“I am the bearer of a message from her Majesty to you, Count,” she said coldly, giving him a note. “You were right in supposing that she would wish to come here in person, but by representing the difficulty she would experience in leaving the Palace unobserved, I induced her to allow me to be her messenger.”

She turned away again to the window, and Cyril tore open the envelope, and drew out the blotted and tear-stained missive which it contained.

“Cyril, my Beloved” (Ernestine had written),—“You cannot intend to leave me like this. They tell me that you are quitting Thracia in disgrace—but I know that is only my cousin’s malevolence—take me with you. Let me share your trouble—I will not say disgrace, for that cannot attach to your name. Send me one word by Anna, and I will come. Do not think that I shall repent taking the step. You know me well enough to be sure that neither poverty nor scorn would trouble me if I was with you. But I know you are saying, as you did the other day, ‘The choice was in your own hands, and you preferred your son to me.’ Dearest, how could I build our happiness on the ruins of my child’s? You would not wish me to do so; you were trying me, were you not? I have never opposed you in anything but this, but how could I deprive Michael of the joy I desired for myself? And if you think I deserve punishment for following my conscience in this respect, I have received it. Three days and nights of misery, Cyril! Even you would pity me if you saw me now—they tell me I am mad, merely because I love you—or will you not forgive me yet? But if I must go on suffering in this way, at least do not leave me without a word. Let me see you once more, just to say good-bye. I will not trouble you with entreaties, I will only look at you for the last time. Let me have a kind look to remember, and not the dreadful cold eyes that met mine the other day. Remember that day in the burning house, that mountain-path in the snow. You loved me then. Have you the heart to forsake me without one kind word? But no, you are welcome to overwhelm me with reproaches, if only you will let me see you. You know how I love you.—Your broken-hearted

Ernestine.”

“I fear, mademoiselle,” said Cyril to the messenger, crumpling the note in his hand, “that her Majesty forgets the circumstances of the case. It would scarcely improve my position in Thracia at the present moment if I invited the Queen to run away with me. Not,” he dropped for a moment the hard tone in which he had spoken, and Anna Mirkovics looked up with sudden hope, “that I do not consider the scandal involved would inflict a very salutary punishment on King Michael and his future relatives, but one really must consider one’s own personal feelings a little in such a matter.”

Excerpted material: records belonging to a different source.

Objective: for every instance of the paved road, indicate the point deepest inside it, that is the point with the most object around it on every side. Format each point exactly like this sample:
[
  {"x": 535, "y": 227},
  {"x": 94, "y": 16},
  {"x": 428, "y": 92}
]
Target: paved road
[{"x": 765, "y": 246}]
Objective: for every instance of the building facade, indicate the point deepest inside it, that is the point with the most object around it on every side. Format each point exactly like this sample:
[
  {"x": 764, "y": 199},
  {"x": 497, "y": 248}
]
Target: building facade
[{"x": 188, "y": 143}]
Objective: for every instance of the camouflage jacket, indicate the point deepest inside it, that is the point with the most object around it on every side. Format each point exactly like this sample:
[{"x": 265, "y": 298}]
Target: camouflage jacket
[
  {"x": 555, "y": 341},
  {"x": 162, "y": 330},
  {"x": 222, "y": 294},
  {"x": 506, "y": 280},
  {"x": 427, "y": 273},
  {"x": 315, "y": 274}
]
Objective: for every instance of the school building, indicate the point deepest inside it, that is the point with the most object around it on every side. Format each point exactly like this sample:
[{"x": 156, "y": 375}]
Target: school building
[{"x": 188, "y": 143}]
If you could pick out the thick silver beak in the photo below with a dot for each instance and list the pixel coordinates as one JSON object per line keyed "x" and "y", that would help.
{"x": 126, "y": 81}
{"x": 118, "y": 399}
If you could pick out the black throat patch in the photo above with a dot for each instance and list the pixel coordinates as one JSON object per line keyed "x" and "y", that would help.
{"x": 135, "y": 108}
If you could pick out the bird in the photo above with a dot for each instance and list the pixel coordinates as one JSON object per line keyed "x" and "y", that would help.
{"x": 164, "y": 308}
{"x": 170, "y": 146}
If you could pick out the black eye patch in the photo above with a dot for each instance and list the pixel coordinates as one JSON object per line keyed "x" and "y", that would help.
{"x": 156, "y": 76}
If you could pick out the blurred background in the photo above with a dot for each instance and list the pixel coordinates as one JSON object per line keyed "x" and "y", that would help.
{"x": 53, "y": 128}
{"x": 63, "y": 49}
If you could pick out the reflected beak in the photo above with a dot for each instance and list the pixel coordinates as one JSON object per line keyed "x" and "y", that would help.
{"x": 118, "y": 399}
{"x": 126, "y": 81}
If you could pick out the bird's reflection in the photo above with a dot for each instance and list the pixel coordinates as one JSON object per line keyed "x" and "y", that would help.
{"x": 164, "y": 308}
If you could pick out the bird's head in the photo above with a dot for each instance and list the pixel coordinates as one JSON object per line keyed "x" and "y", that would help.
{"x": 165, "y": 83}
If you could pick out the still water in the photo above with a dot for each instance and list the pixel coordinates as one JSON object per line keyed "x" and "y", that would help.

“Then what answer”—the maid of honour’s voice was almost choked with indignation—“am I to take to her Majesty?”

“I think it would be best to tell her that there is no answer. To say that I decline the honour might sound discourteous.”

“But you will see her to say good-bye? You must.”

“Pardon me; such a step would indicate a willingness to do more, and I have no intention of doing anything.”

“Yes, if you saw her, you must yield. Oh, Count, have pity upon her! We can do nothing to comfort her, although our hearts are broken by the sight of her sufferings. She sits in the same place from morning till night, and neither weeps nor speaks. The Princess and the King have rallied her, upbraided her, threatened to give out that she has become insane, but nothing could rouse her until Baroness von Hilfenstein happened to hear that you had been released and were about to leave Thracia, and then she determined to make a last effort to communicate with you. You cannot refuse this one small favour. I will smuggle you into the Palace as a friend of my own—what does it signify what they say of me, if I can help to comfort her?—and when you see her, you must give way.”